Medulloblastoma

Overview

Medulloblastoma is a malignant (cancerous) brain tumor that arises from the cerebellum, the part of the brain that controls balance, coordination and other complex functions. Most patients have symptoms of headache and vomiting, and can also have problems with balance and vision when they are diagnosed.

About 15 to 20 percent of all childhood brain tumors are medulloblastoma. It is diagnosed most commonly in children and adolescents. For most patients, the cause of medulloblastoma is unknown. However, there are a few rare, genetic syndromes that may increase a person's chance of developing medulloblastoma.

Medulloblastoma is a member of a larger group of tumors called primitive neuroectodermal tumors, or PNETs. PNETs typically look similar when observed under a microscope, but additional microscopic, biologic and clinical features help doctors distinguish the different types of PNET. Other PNETs that can occur in the brain include atypical teratoid/rhabdoid tumor (ATRT), pineoblastoma and supratentorial PNET. All PNETs, including medulloblastoma, have the ability to spread throughout the entire central nervous system.

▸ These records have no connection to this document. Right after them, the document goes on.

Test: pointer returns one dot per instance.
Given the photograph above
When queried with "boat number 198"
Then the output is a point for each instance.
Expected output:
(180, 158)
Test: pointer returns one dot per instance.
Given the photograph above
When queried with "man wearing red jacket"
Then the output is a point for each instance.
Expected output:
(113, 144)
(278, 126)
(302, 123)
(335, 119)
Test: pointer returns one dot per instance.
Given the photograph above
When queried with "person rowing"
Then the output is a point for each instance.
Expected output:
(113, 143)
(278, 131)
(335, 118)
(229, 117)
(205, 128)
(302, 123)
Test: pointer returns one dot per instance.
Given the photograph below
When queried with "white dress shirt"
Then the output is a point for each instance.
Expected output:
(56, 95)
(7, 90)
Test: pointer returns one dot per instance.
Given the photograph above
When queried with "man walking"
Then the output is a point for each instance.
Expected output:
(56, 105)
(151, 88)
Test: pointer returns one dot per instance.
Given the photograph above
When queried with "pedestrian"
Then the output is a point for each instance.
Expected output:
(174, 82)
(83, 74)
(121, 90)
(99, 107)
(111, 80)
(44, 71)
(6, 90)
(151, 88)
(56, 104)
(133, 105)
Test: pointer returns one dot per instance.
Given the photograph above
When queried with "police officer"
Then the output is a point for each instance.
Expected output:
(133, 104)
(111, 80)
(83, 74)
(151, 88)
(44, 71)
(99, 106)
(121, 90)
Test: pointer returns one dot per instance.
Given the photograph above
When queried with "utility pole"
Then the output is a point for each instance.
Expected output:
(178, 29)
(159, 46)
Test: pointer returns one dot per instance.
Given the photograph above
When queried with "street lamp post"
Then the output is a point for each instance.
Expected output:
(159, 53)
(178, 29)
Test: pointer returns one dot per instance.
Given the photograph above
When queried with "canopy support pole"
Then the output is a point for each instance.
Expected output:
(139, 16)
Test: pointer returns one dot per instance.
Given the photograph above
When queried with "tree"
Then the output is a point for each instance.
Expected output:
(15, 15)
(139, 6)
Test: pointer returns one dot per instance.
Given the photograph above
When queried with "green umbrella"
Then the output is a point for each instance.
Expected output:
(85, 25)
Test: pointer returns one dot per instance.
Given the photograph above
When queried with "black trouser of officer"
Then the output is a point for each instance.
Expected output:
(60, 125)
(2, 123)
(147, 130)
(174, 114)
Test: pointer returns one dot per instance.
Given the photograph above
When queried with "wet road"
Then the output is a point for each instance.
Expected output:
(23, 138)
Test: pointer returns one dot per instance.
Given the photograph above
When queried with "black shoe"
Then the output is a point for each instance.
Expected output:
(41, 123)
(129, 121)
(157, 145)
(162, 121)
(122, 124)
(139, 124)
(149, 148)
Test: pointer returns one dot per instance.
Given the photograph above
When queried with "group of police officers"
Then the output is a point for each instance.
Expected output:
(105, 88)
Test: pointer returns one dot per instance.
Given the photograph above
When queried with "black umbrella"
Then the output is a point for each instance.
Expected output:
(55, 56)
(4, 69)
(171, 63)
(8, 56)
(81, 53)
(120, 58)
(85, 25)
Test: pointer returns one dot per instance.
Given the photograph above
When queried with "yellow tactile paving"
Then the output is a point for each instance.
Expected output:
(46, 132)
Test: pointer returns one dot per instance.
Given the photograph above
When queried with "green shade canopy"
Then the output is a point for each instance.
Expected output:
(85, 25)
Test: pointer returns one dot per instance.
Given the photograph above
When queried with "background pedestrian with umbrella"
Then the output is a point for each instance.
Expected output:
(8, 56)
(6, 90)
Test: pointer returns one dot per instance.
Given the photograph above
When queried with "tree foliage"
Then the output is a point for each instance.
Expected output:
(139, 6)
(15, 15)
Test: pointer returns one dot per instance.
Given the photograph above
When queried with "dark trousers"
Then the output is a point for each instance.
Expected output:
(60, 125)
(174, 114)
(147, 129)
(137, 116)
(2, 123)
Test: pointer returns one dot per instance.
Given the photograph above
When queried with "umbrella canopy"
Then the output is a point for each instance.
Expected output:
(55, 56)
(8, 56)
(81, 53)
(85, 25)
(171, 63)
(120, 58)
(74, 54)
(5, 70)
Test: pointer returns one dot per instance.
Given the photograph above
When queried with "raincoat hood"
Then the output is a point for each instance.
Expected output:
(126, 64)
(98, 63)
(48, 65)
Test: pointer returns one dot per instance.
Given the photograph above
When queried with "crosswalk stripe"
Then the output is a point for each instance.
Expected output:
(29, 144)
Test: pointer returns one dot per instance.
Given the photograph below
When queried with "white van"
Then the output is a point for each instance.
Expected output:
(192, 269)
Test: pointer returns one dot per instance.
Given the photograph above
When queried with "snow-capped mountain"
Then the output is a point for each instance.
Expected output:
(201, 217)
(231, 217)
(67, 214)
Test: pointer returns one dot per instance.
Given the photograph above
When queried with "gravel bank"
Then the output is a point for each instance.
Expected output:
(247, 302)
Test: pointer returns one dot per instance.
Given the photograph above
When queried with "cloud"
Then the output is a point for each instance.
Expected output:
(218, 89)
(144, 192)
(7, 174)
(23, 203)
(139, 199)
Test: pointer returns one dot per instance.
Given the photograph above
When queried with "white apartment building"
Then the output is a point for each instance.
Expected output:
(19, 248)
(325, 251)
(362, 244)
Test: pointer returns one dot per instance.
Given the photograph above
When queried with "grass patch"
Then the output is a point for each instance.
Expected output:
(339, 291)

While many patients can be cured, some forms of the disease are resistant to all treatments, at which point the disease becomes life-threatening. In addition, while conventional treatments can be effective for many patients, survivors are at risk for developing long-term side effects. These include possible learning problems, hearing problems, hormone and growth problems, fertility problems, and secondary cancers that can develop later in life.

Signs & symptoms

Because of their location, symptoms caused by the growth of medulloblastomas usually result from blockage of cerebrospinal fluid (CSF) flow, or from direct pressure on the brain and cranial nerves. The build-up of CSF in the brain is called hydrocephalus, and causes the common pattern of symptoms such as headaches, nausea, vomiting and difficulty walking. Direct pressure on cranial nerves adjacent to the tumor can also cause double vision and difficulty speaking or swallowing.

Diagnosis

When patients develop persistent headaches with vomiting, or symptoms caused by cranial nerve dysfunction, an imaging study is usually obtained. Although some patients will start with a CT scan of the head, an MRI is usually required to provide details of the tumor's location and its relationship to normal brain structures. Usually, additional images of the spine are also obtained to determine if the tumor has spread to the spinal cord.

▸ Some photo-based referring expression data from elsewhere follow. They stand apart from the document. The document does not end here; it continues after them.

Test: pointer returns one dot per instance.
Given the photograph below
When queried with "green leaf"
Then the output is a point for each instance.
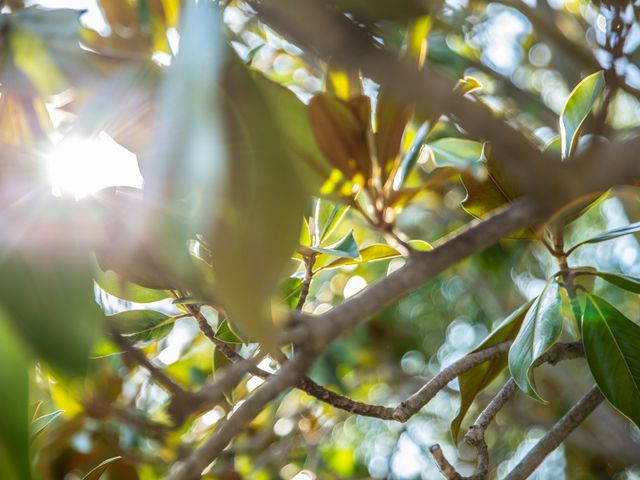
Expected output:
(293, 120)
(411, 157)
(14, 405)
(290, 290)
(256, 234)
(345, 247)
(460, 153)
(541, 329)
(610, 235)
(341, 128)
(51, 301)
(115, 285)
(40, 423)
(611, 343)
(327, 218)
(474, 381)
(98, 471)
(626, 282)
(189, 160)
(575, 110)
(143, 326)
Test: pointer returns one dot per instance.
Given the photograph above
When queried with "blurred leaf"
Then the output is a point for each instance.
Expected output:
(626, 282)
(345, 247)
(610, 235)
(492, 192)
(189, 159)
(469, 84)
(611, 346)
(461, 154)
(341, 130)
(383, 9)
(575, 110)
(98, 471)
(226, 334)
(14, 405)
(293, 119)
(290, 290)
(39, 424)
(142, 326)
(327, 217)
(344, 84)
(411, 157)
(541, 329)
(257, 231)
(474, 381)
(393, 114)
(115, 285)
(50, 296)
(374, 253)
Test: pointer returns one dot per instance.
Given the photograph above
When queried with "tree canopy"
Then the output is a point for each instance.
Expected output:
(319, 239)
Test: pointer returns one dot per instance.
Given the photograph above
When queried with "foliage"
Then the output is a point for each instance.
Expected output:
(279, 183)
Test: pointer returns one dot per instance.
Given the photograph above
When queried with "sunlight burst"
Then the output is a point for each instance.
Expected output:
(81, 167)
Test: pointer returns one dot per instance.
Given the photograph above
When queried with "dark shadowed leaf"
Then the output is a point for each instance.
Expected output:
(341, 130)
(461, 154)
(411, 157)
(611, 345)
(50, 296)
(39, 424)
(14, 405)
(541, 328)
(626, 282)
(575, 111)
(115, 285)
(257, 231)
(474, 381)
(610, 235)
(327, 217)
(293, 119)
(189, 159)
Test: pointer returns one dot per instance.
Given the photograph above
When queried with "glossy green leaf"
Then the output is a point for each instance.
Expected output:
(611, 343)
(474, 381)
(580, 102)
(459, 153)
(626, 282)
(610, 235)
(290, 290)
(115, 285)
(293, 120)
(411, 157)
(14, 405)
(48, 296)
(345, 247)
(40, 423)
(98, 471)
(541, 328)
(256, 234)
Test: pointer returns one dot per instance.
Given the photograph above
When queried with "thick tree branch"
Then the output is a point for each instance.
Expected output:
(554, 437)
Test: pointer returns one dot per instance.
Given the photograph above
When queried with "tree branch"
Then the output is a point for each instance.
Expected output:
(554, 437)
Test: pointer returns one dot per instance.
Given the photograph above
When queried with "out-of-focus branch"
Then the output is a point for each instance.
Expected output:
(136, 356)
(315, 333)
(475, 434)
(191, 468)
(554, 437)
(415, 402)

Although there are several different kinds of tumors that can arise in the cerebellum, it is usually possible to narrow the diagnosis with advanced MRI scans.

Treatment

The most effective treatment for medulloblastoma is a combination of therapies that include surgery, radiation treatment and chemotherapy. Complete surgical removal of the tumor is important and is usually the first step in treatment. This is usually followed by radiation treatment to the entire brain and spine in older patients, followed by several months of chemotherapy.

Standard treatment for very young children — often defined as children less than 3 years old — includes surgical removal and chemotherapy. The use of radiation in this young age group is controversial, but some doctors are increasingly using radiation restricted to the area of the tumor. Because these young patients cannot tolerate whole brain and spine radiation, increasingly intensive doses of chemotherapy are being tested, including high-dose chemotherapy with autologous stem cell rescue, a form of bone marrow transplant.

With aggressive treatment, many medulloblastoma patients can be cured of the cancer. For patients 3 years or older, with "average risk" disease (defined as compete removal of the tumor and no signs of tumor spread to other parts of the central nervous system and body), who are treated with a combination of complete surgical removal of the tumor, radiation and chemotherapy, more than 80 percent can be cured.

Patients with "high risk" disease (the tumor has spread or cannot be completely removed with surgery) can still be cured, but the cure rates are lower. Treatment for younger patients, who are more prone to complications from extensive radiation treatment, is evolving. The goal is to identify effective strategies that will hopefully spare the patient the long-term complications of extensive radiation to the brain.